The resurgence of military coup rumors is not a coincidence; it is a clinical symptom of a democracy in profound failure. The disturbing truth is that, for any attempt to disrupt the constitutional order to gain traction, plotters must first conduct a reconnaissance of the public mood.
And right now, the mood of Nigeria is one of exhausted, desperate despair—a mood that, tragically, creates a perverse sense of permission for non-democratic forces. This is the grim realization under the current administration: the political elite has pushed the populace so far to the brink that the unthinkable—military intervention—is no longer merely a distant historical regret, but a whisper of radical relief.
For nearly two decades, stability was maintained because, despite the imperfections of the PDP era and the early years of the APC, the average Nigerian was not fundamentally threatened with starvation or economic erasure. That stability, however, has been systematically dismantled by the current wave of sudden, crippling policies—the subsidy removal, the currency freefall, and the resulting hyper-inflation.

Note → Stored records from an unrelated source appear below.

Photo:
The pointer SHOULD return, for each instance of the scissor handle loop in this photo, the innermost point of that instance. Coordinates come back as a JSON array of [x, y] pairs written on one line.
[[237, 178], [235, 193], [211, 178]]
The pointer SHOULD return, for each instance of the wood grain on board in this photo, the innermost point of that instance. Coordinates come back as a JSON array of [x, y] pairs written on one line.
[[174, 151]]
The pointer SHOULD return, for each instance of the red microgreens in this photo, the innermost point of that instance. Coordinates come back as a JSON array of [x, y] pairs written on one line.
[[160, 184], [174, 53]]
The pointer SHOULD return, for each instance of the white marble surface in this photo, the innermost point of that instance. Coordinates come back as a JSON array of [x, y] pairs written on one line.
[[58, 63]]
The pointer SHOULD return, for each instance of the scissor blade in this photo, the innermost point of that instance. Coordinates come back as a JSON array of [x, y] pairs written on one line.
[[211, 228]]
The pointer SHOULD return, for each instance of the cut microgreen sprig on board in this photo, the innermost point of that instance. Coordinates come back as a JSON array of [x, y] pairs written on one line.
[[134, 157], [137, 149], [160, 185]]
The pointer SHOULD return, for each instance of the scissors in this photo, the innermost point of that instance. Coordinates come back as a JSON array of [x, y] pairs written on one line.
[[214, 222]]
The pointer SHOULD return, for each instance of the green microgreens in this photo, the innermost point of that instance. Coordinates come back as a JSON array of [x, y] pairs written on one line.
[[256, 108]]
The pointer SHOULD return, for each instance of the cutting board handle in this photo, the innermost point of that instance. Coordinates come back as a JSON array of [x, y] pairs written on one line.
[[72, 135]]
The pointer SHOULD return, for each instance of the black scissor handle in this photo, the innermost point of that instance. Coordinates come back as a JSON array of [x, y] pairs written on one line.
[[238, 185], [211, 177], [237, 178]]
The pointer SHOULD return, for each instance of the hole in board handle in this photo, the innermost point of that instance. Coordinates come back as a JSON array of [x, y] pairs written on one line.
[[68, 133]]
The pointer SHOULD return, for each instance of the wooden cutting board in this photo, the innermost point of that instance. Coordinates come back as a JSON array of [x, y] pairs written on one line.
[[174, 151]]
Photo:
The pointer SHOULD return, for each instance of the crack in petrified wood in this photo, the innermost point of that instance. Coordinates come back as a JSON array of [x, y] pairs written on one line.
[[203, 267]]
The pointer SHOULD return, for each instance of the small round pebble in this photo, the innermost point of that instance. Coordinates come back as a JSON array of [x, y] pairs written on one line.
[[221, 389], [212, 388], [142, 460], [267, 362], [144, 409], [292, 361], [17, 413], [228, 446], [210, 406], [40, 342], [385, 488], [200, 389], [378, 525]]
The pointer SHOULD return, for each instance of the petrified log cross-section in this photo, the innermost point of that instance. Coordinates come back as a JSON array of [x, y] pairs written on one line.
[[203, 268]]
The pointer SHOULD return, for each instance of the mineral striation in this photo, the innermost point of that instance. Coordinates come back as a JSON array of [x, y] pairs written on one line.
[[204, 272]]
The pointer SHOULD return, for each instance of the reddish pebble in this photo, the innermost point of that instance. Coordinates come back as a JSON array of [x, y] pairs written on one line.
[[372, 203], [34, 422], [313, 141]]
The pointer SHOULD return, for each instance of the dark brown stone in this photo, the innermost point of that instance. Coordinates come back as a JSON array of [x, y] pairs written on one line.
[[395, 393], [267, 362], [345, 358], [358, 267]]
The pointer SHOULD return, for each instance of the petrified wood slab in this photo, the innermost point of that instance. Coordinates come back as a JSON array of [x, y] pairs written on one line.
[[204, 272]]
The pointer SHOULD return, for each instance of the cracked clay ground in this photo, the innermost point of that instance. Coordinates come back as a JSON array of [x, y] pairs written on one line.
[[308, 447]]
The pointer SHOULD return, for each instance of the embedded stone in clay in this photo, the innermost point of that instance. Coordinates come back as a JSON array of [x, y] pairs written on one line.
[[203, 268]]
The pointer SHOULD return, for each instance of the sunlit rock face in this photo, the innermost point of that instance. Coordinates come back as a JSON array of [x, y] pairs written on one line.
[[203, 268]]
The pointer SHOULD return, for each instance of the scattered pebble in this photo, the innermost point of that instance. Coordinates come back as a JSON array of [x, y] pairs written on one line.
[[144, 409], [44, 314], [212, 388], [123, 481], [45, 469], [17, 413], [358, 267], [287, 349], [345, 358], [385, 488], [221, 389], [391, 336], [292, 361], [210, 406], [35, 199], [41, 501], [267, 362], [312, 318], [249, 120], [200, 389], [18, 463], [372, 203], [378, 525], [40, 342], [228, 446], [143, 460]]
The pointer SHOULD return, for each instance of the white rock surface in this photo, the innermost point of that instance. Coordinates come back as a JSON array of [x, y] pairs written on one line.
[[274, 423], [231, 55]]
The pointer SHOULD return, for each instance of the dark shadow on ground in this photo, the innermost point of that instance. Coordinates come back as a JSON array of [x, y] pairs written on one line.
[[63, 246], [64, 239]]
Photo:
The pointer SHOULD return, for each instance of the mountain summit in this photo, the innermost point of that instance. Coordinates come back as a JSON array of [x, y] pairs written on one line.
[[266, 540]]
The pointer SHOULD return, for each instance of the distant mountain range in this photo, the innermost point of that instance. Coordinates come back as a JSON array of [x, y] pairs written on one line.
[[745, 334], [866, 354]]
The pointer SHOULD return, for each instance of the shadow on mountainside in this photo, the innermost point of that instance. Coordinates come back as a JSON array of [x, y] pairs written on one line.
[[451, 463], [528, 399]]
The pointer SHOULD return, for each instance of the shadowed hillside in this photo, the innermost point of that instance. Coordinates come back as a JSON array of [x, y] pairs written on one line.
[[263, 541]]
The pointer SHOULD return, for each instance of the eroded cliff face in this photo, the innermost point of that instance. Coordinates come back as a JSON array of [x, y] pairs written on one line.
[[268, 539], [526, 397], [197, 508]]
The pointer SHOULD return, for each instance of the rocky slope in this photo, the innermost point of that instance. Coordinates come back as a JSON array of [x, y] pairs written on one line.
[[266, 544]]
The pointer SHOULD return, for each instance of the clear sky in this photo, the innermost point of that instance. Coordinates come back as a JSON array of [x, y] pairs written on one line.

When millions of households fall into extreme poverty overnight, democracy ceases to be a noble goal and becomes an unbearable burden. It is precisely this pervasive loss of hope that plotters bank on. Military regimes do not overthrow functional governments; they move on exhausted populations who have lost all faith in the legitimate process to deliver justice, security, and basic subsistence.
The silence that once shielded our democracy is now replaced by the clamor of public suffering, a sound that, to the anti-democratic ear, sounds dangerously like approval. The tragedy here is twofold. First, the ruling class has failed to recognize that its inability to manage the economy is a greater threat to national security than any opposition rally. Second, many Nigerians are tragically forgetting the dark lessons of history. Military rule is never a solution. It is a suspension of civil rights, a stifling of free speech, and the exchange of one form of corruption for another, far more violent and unaccountable one. It does not feed the hungry; it only silences them. The only way to decisively defeat the insidious spirit of the coup is not through military arrests, but through transparent, immediate, and effective governance.
President Tinubu’s administration must understand that the real national security threat is the empty stomach and the closed mind of the citizen who believes the ballot box is useless. Until the economic conditions that have broken the nation’s spirit are reversed, the soil remains fertile for anti-democratic weeds, and the desperate mood will continue to tempt the military to intervene. The onus is on the democratic leadership to prove, before it is too late, that civilian rule is still the only viable path to progress.